1. Not only in meats and drinks, but in many other things.
2. To avoid offence.
II. Is obligatory--
1. On Christians.
2. By the law of love, and--
3. The example of Christ.
III. Is magnanimous. It is--
1. A conquest of self.
2. An act of benevolence.
3. A feature of renewed nature.
IV. Will be abundantly compensated.
1. By the approval of conscience.
2. The benefit of others.
3. The approbation of God.
4. Final reward. (J. Lyth, D. D.)
Abstaining for the good of others
Do you not think, dear friends, that though it may be quite proper for you to take a glass of wine or a glass of beer, and there is no sin in the thing at all, your example may be injurious to somebody to whom it would be a sin to take it? Perhaps some persons cannot take a glass without taking two, three, four, five, or six glasses. You can stop, you know; but if your example leads them to start, and they cannot stop, is it right to set them going? Though you have a clear head, and can stand in a dangerous place, I would not recommend you to go there if somebody else would thus be placed in danger. If I were walking by the cliffs of Dover, and I happened to have a very fine cool head, yet, if I had my sons with me, and I knew that they had ordinary kinds of heads, I should not like to go and stand just on a jutting piece of crag so as to induce them to try the same position. No; I should feel, “Though I can stand here, you cannot; and if I stand here, perhaps you will attempt it, and fall, and I shall be guilty of your blood.” Let us treat men as we would treat our sons; and let us be weak to their weakness, and deny ourselves for their sakes. Is not that good and proper reasoning? It seems to me that it is. If it is not good reasoning, it is safe. I never have asked God to forgive me for my sin in going without strong drink. I have never seen any commandment in Scripture showing that I am bound to take it. I feel free to do as I like about abstaining; but especially free when for the good of others I prefer to abstain altogether. (C. H. Spurgeon.)

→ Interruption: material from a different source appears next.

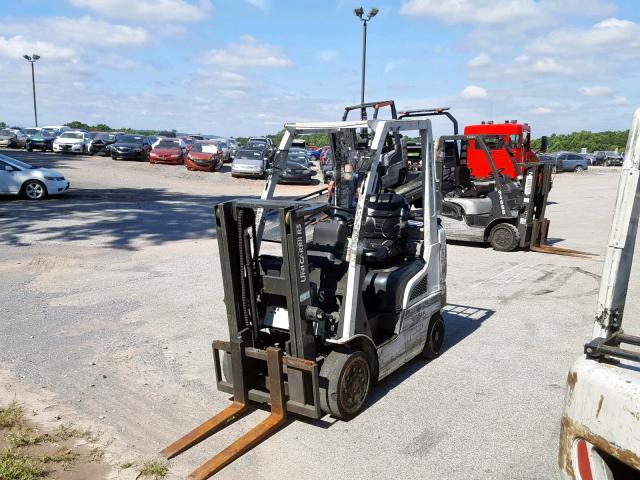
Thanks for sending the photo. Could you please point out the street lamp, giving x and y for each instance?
(359, 12)
(32, 59)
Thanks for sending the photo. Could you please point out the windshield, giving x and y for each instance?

Christian consideration for others
Now you may say to me if you please as a man, “Mr. Gough, I am a moderate drinker; I use these things in moderation, and therefore I set you a good example.” I say at once, “Sir, you do not.” “Well, if I drink one glass and there stop, is not that an example for others?” “No, sir; no, sir; no more than if there was a bridge built over a gulf, to fall into which was utter ruin, and that bridge will bear 150 lbs., and you weigh 1501bs., and you say to that young man (and he weighs 200 lbs.), ‘Follow my example.’--‘I don’t like the look of that bridge.’ ‘Don’t be a fool, I have walked it forty years; proved it perfectly safe; never cracked with me; never sprung with me; perfectly safe.’--‘But I don’t like it.’ ‘Don’t be foolish; you can do that which I can do; now I am setting you a good example; follow me step by step.’ That young man attempts to follow it; he sets his foot on the centre; crash! crash! down he goes, with a shriek, into destruction. Now, did you set a good example? No, because you didn’t take into consideration the difference of weight.” Before you can say to a young man, “I set you a good example,” you must take into consideration the difference between his temperament and yours, his susceptibility and yours. (J. B. Gough.).